Research Article
A Hybrid P2P-CDN Based on Locality-awareness and Interest-awareness
Network Information Center, East China Normal University, Shanghai, China
Zhu Yuhong
Information Center, Shanghai Municipal Education Commission, Shanghai, China
Dedicated Content Distribution Networks (CDN) are expensive technologies for highly popular websites file-sharing and web-distributing to large audiences. Unfortunately, non-profit websites (e.g., related to education organizations, social organizations, etc.) cant afford the expensive expenses of deploying and maintaining a dedicated CDN infrastructure (El Dick et al., 2011; Stading et al., 2002). Their under-provisioned servers easily become overloaded with large amount of queries. What these websites need is a distributed content distribution infrastructure that can deliver the content at large scale with a limited cost. P2P-CDN which combines P2P with CDN technologies is an appropriate solution.

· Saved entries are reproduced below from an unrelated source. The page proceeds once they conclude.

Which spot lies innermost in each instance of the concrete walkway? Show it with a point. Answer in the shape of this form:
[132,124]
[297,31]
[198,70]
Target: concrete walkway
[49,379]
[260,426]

In this study, we propose a hybrid P2P-CDN architecture named Aroma-CDN which consisting of a Distributed Sloppy Hash Table (Freedman et al., 2004) (DSHT) structured overlay and unstructured overlays (petal) to provide locality-aware query routing with limited background traffic cost. The Aroma-CDN is based on locality-awareness and interest-awareness to improve speed and efficiency of peers searching resource copy and content transfer.
More precisely, this study makes the following contributions:
• | We propose a novel scalable hybrid architecture Aroma-CDN which combines hierarchical DSHT structured overlay and unstructured overlays |
• | First, Aroma-CDN allows nodes to locate nearby cached copies of content objects without querying more distant nodes |
• | Second, Aroma-CDN prevents hot spots in the directory peers infrastructure |
The unstructured overlay clusters (called petals) share the same locality and are interested in the same web objects. Within a petal, peers use gossip protocols to exchange information about their content and contacts, allowing Aroma-CDN to maintain accurate information despite dynamic changes in order to support eventual queries.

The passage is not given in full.